Lab 2: Hands-on with Transcriptomics Data

Learning Objectives

Part 1: Understand The Dataset: TDP-43 Knockout Study

Throughout this course, we will analyze RNA-seq data from GSE136366 - a study investigating the role of TDP-43 protein in human cells.

About TDP-43

TDP-43 (TAR DNA-binding protein 43) is an RNA-binding protein involved in RNA processing and regulation. Mutations in TDP-43 are associated with neurodegenerative diseases including:

  • Amyotrophic Lateral Sclerosis (ALS)
  • Frontotemporal Dementia (FTD)

This study examines gene expression changes when TDP-43 is knocked out versus restored (wildtype rescue) in HeLa cells.

Experimental Design

  • Organism: Homo sapiens (Human)
  • Cell line: HeLa cells
  • Conditions:
    • KO (Knockout): TDP-43 gene deleted
    • WT (Wildtype/Rescue): TDP-43 re-expressed
  • Replicates: 3 biological replicates per condition
  • Sequencing: Paired-end Illumina HiSeq 2500, 70 bp reads

Reference: Roczniak-Ferguson A, Ferguson SM. "Pleiotropic requirements for human TDP-43 in the regulation of cell and organelle homeostasis." Life Sci Alliance 2019 Oct;2(5). PMID: 31527135

Sample Name SRA Accession Condition Replicate
KO_1SRR10045016TDP-43 Knockout1
KO_2SRR10045017TDP-43 Knockout2
KO_3SRR10045018TDP-43 Knockout3
WT_1SRR10045019Wildtype (Rescue)1
WT_2SRR10045020Wildtype (Rescue)2
WT_3SRR10045021Wildtype (Rescue)3
Workshop Dataset - Already downlpad in Lab 1 (~/genomics/raw_data)

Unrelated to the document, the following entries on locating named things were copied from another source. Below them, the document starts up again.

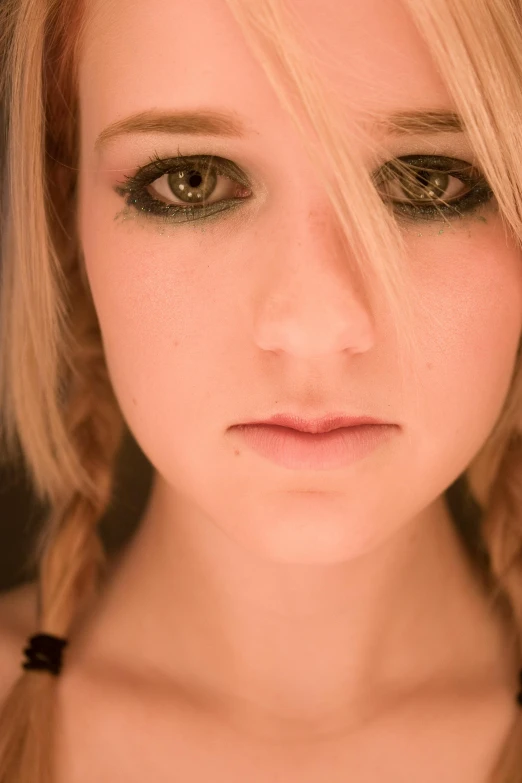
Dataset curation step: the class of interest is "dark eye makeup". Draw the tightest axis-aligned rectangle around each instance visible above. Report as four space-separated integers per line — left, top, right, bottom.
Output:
114 154 494 228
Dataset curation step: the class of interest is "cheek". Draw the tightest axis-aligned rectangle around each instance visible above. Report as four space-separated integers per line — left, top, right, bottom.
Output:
410 225 522 448
82 208 233 422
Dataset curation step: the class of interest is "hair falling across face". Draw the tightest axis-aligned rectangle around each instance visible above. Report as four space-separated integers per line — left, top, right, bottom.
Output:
0 0 522 783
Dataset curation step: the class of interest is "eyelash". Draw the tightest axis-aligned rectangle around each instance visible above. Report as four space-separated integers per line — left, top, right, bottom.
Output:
115 150 494 223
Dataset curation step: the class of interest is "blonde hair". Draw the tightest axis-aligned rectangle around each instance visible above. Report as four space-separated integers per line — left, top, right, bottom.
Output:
0 0 522 783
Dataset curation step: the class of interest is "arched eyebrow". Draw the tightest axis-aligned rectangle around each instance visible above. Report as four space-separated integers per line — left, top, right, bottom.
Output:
94 109 464 152
94 109 253 152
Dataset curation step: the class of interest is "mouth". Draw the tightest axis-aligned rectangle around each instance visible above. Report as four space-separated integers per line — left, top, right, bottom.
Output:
240 413 390 435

For this workshop, we use reads mapped to chromosome 11 only (~3-4 million reads per sample instead of >20 million). This allows all analyses to complete within the workshop time while still providing biologically meaningful results.

Part 3: Understand FASTQ File Format

FASTQ is the standard format for storing sequencing reads along with their quality scores. Each read consists of 4 lines:

FASTQ Structure

@SRR10045016.1 1 length=70
NTGCAGTGCTGAGTCGATCGATCGATCGATCGATCGATCGATCGATCGATCGATCGATCGATCGATCGA
+
#AAFFFJJJJJJJJJJJJJJJJJJJJJJJJJJJJJJJJJJJJJJJJJJJJJJJJJJJJJJJJJJJJJJ
LineContentDescription
1@SRR10045016.1...Read identifier (starts with @)
2NTGCAGTG...DNA sequence (A, T, G, C, N)
3+Separator (sometimes repeats ID)
4#AAFFFJJ...Quality scores (ASCII encoded)

Phred Quality Scores

Quality scores indicate the probability of a base call being incorrect:

Phred ScoreError ProbabilityAccuracyASCII (Phred+33)
101 in 1090%+
201 in 10099%5
301 in 1,00099.9%?
401 in 10,00099.99%I

Formula: Q = -10 × log₁₀(P) where P is error probability

Part 4: Exploring FASTQ Files

View raw FASTQ data

cd ~/genomics

# View first 12 lines (3 reads) of a compressed FASTQ file
gzip -dc raw_data/KO_1_SRR10045016_1.fastq.gz | head -12
# gzip -dc works on both macOS and Linux

# Count total line in a file (each read = 4 lines)
echo "Total lines in KO_1 R1:"
gzip -dc raw_data/KO_1_SRR10045016_1.fastq.gz | wc -l

# Count total number of reads in a file (each read = 4 lines)
echo "Total reads in KO_1 R1:"
gzip -dc raw_data/KO_1_SRR10045016_1.fastq.gz | wc -l | awk '{print $1/4}'

# View a random sample of reads
gzip -dc raw_data/KO_1_SRR10045016_1.fastq.gz | head -400 | tail -8

Understand paired-end reads

# Compare read IDs between R1 and R2 (should match)
echo "=== First read from R1 (forward) ==="
gzip -dc raw_data/KO_1_SRR10045016_1.fastq.gz | head -4

echo ""
echo "=== First read from R2 (reverse) ==="
gzip -dc raw_data/KO_1_SRR10045016_2.fastq.gz | head -4

# The read IDs should be identical (or differ only by /1 and /2)
Paired-End Sequencing

In paired-end sequencing, each DNA fragment is sequenced from both ends:

  • R1 (_1.fastq): Forward read
  • R2 (_2.fastq): Reverse read

Part 5: Using SeqKit for FASTQ Exploration

SeqKit is a powerful toolkit for FASTA/FASTQ file manipulation.

Get basic statistics with SeqKit

cd ~/genomics

# Get statistics for one sample
seqkit stats raw_data/KO_1_SRR10045016_1.fastq.gz --threads 8

# Get more detailed statistics for one sample
seqkit stats -a raw_data/KO_1_SRR10045016_1.fastq.gz --threads 8


# Get more detailed statistics for All samples
seqkit stats -a raw_data/*.fastq.gz --threads 8 > seqkit_stats.tsv

Understand Stats on the fastq files

SeqKit reports multiple metrics on raw fastq files, open the seqkit_stats.tsv file and investigate the columns.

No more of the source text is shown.